# Cluster Validation Essentials

## Computing P-value for Hierarchical Clustering Clusters can be found in a data set by chance due to clustering noise or sampling error. This article describes the R package pvclust (Suzuki and Shimodaira 2015) which uses bootstrap resampling techniques to compute p-value for each hierarchical clusters.

Contents:

#### Related Book

Practical Guide to Cluster Analysis in R

## Algorithm

1. Generated thousands of bootstrap samples by randomly sampling elements of the data
2. Compute hierarchical clustering on each bootstrap copy
3. For each cluster:
• compute the bootstrap probability (BP) value which corresponds to the frequency that the cluster is identified in bootstrap copies.
• Compute the approximately unbiased (AU) probability values (p-values) by multiscale bootstrap resampling

Clusters with AU >= 95% are considered to be strongly supported by data.

## Required packages

1. Install pvclust:
install.packages("pvclust")
library(pvclust)

## Data preparation

We’ll use lung data set [in pvclust package]. It contains the gene expression profile of 916 genes of 73 lung tissues including 67 tumors. Columns are samples and rows are genes.

library(pvclust)
data("lung")
head(lung[, 1:4])
##               fetal_lung 232-97_SCC 232-97_node 68-96_Adeno
## IMAGE:196992       -0.40       4.28        3.68       -1.35
## IMAGE:587847       -2.22       5.21        4.75       -0.91
## IMAGE:1049185      -1.35      -0.84       -2.88        3.35
## IMAGE:135221        0.68       0.56       -0.45       -0.20
## IMAGE:298560          NA       4.14        3.58       -0.40
## IMAGE:119882       -3.23      -2.84       -2.72       -0.83
# Dimension of the data
dim(lung)
##  916  73

We’ll use only a subset of the data set for the clustering analysis. The R function sample() can be used to extract a random subset of 30 samples:

set.seed(123)
ss <- sample(1:73, 30) # extract 20 samples out of
df <- lung[, ss]

## Compute p-value for hierarchical clustering

### Description of pvclust() function

The function pvclust() can be used as follow:

pvclust(data, method.hclust = "average",
method.dist = "correlation", nboot = 1000)

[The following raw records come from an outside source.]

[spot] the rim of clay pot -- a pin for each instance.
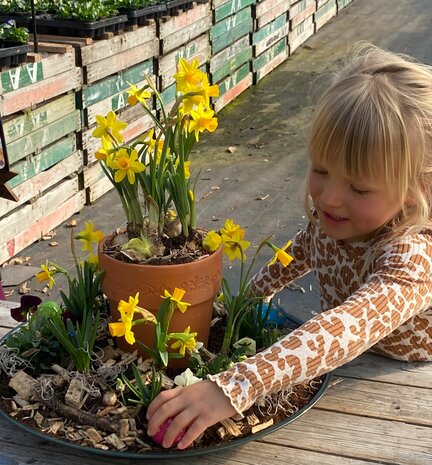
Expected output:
(174, 453)
(181, 266)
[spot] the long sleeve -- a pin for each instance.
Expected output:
(399, 287)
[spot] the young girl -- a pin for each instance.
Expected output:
(369, 242)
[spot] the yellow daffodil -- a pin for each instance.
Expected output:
(176, 297)
(188, 74)
(126, 164)
(127, 310)
(89, 236)
(185, 341)
(202, 119)
(234, 245)
(109, 128)
(212, 241)
(103, 152)
(280, 254)
(137, 95)
(46, 275)
(230, 228)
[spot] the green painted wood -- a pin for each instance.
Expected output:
(269, 55)
(225, 26)
(232, 35)
(112, 85)
(227, 84)
(21, 76)
(49, 157)
(324, 9)
(268, 29)
(30, 121)
(37, 140)
(231, 7)
(232, 64)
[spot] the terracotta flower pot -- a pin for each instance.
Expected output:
(200, 279)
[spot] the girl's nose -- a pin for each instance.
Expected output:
(332, 195)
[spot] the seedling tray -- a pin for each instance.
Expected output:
(92, 29)
(138, 16)
(13, 56)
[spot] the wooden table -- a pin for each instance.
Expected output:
(379, 413)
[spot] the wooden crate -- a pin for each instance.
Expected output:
(230, 29)
(270, 59)
(232, 86)
(177, 31)
(270, 34)
(30, 222)
(25, 86)
(342, 4)
(300, 11)
(198, 48)
(326, 10)
(229, 59)
(267, 11)
(301, 33)
(119, 53)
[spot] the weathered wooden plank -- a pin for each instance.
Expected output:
(299, 12)
(270, 12)
(225, 26)
(301, 33)
(270, 39)
(175, 40)
(376, 368)
(270, 59)
(240, 30)
(256, 453)
(21, 125)
(378, 400)
(230, 65)
(100, 50)
(96, 92)
(32, 73)
(42, 181)
(175, 25)
(40, 162)
(29, 223)
(324, 13)
(198, 49)
(37, 140)
(42, 91)
(358, 437)
(233, 86)
(122, 61)
(229, 8)
(342, 4)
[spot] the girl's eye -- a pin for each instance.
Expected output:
(358, 191)
(319, 171)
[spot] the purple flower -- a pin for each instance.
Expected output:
(29, 304)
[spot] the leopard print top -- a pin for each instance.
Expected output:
(390, 309)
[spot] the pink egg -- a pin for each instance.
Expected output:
(160, 435)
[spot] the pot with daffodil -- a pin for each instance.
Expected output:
(161, 247)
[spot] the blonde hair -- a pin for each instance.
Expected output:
(375, 122)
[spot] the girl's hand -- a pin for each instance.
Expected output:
(193, 409)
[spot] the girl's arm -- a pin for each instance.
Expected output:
(399, 288)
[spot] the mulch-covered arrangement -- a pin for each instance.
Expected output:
(90, 411)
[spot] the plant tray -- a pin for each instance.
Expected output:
(13, 56)
(173, 6)
(138, 16)
(92, 29)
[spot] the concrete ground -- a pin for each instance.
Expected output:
(259, 184)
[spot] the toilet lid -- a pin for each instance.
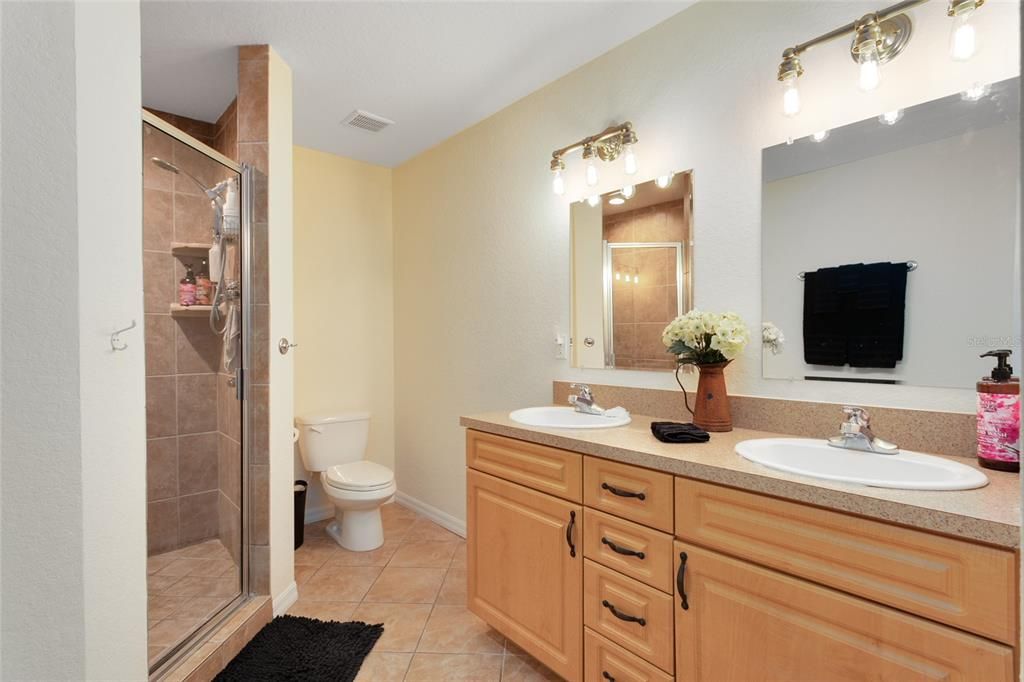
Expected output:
(359, 476)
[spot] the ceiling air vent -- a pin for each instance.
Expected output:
(367, 121)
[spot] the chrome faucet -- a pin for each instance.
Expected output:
(585, 400)
(856, 433)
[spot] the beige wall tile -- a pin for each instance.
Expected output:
(197, 463)
(161, 468)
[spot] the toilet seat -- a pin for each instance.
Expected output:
(359, 476)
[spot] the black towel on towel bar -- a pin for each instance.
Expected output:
(854, 314)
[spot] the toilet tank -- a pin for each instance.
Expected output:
(327, 438)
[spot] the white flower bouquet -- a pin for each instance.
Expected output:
(706, 338)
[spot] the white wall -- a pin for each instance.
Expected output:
(282, 367)
(956, 230)
(344, 299)
(73, 425)
(482, 245)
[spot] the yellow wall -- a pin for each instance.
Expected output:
(482, 245)
(344, 301)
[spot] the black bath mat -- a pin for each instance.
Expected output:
(291, 647)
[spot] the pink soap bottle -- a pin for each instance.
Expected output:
(999, 416)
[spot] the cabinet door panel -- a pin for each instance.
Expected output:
(749, 624)
(522, 578)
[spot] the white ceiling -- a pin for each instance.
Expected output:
(434, 68)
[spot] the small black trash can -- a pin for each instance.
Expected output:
(300, 511)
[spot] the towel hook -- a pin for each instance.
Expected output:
(116, 343)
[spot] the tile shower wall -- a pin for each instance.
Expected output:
(182, 356)
(642, 310)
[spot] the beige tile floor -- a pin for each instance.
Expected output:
(185, 588)
(416, 586)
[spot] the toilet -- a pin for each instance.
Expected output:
(334, 443)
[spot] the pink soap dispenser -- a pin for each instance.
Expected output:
(999, 416)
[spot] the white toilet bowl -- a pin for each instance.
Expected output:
(357, 489)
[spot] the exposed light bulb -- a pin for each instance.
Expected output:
(891, 118)
(963, 37)
(791, 96)
(558, 183)
(975, 92)
(870, 70)
(630, 162)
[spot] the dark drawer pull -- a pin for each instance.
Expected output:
(622, 550)
(624, 494)
(681, 582)
(623, 616)
(568, 535)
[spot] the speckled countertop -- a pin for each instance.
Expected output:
(989, 514)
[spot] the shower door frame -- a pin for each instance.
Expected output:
(177, 653)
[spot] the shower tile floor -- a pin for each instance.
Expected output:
(416, 586)
(185, 588)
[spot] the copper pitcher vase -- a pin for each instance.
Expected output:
(712, 410)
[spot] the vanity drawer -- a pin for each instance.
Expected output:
(639, 495)
(612, 604)
(546, 469)
(969, 586)
(604, 659)
(629, 548)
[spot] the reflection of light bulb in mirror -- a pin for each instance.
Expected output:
(975, 92)
(891, 118)
(791, 95)
(558, 183)
(963, 38)
(630, 162)
(870, 71)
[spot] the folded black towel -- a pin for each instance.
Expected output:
(673, 432)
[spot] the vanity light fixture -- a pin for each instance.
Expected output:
(606, 145)
(963, 37)
(878, 38)
(891, 118)
(975, 92)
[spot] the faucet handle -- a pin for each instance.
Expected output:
(856, 415)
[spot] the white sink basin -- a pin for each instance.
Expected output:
(906, 470)
(565, 418)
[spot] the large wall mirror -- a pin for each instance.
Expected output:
(632, 264)
(889, 245)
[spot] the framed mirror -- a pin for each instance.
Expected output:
(632, 272)
(889, 245)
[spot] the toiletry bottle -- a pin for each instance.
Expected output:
(203, 285)
(999, 416)
(186, 288)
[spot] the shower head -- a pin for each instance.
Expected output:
(212, 193)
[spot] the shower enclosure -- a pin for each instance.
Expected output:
(197, 243)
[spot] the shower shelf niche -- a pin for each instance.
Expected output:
(189, 310)
(189, 249)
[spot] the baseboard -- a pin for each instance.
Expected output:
(439, 517)
(314, 514)
(285, 600)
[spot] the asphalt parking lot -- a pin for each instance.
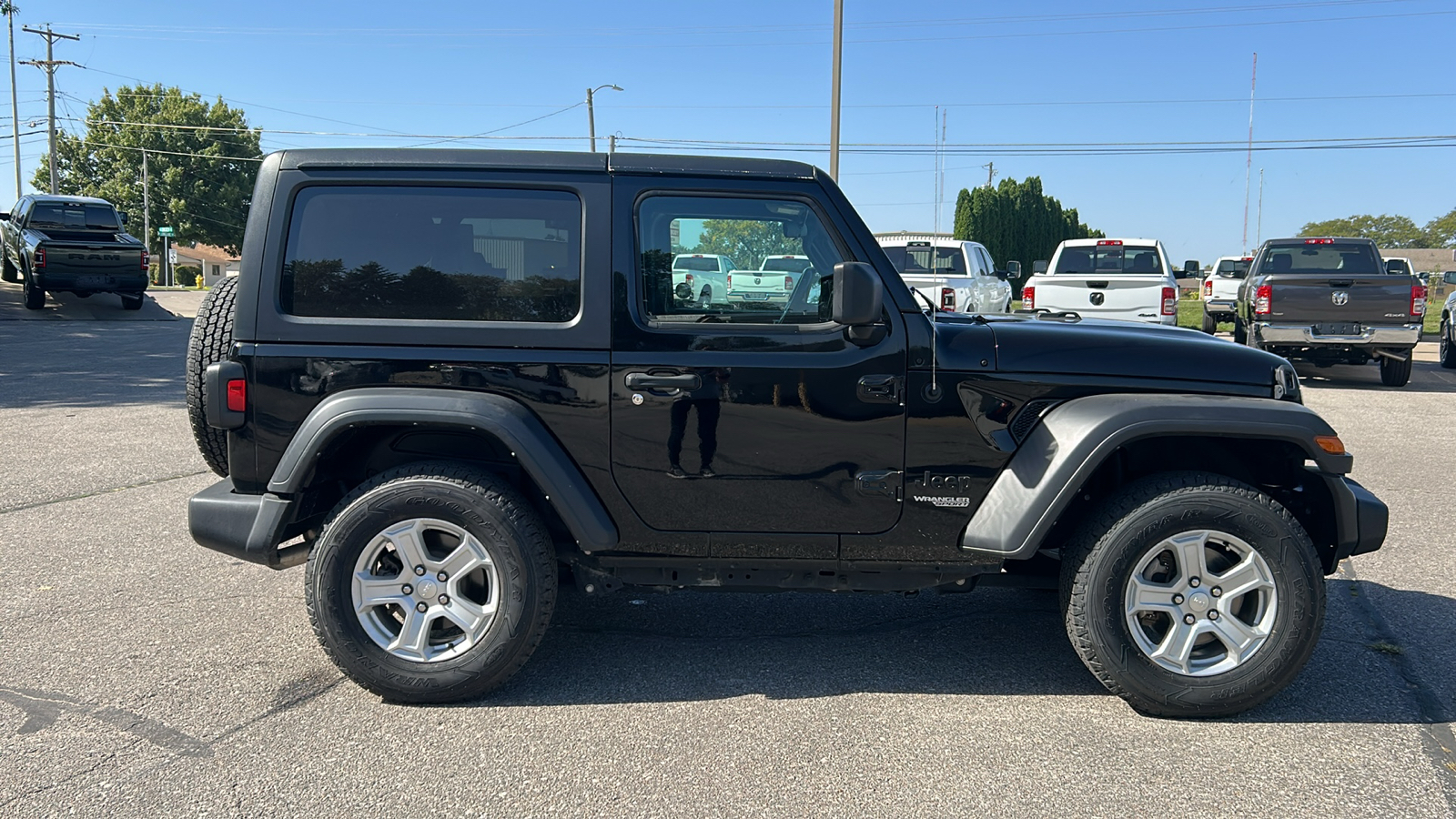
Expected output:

Note that, the computation time can be strongly decreased using parallel computation version called parPvclust(). (Read ?parPvclust() for more information.)

parPvclust(cl=NULL, data, method.hclust = "average",
method.dist = "correlation", nboot = 1000,
iseed = NULL)
• data: numeric data matrix or data frame.
• method.hclust: the agglomerative method used in hierarchical clustering. Possible values are one of “average”, “ward”, “single”, “complete”, “mcquitty”, “median” or “centroid”. The default is “average”. See method argument in ?hclust.
• method.dist: the distance measure to be used. Possible values are one of “correlation”, “uncentered”, “abscor” or those which are allowed for method argument in dist() function, such “euclidean” and “manhattan”.
• nboot: the number of bootstrap replications. The default is 1000.
• iseed: an integrer for random seeds. Use iseed argument to achieve reproducible results.

The function pvclust() returns an object of class pvclust containing many elements including hclust which contains hierarchical clustering result for the original data generated by the function hclust().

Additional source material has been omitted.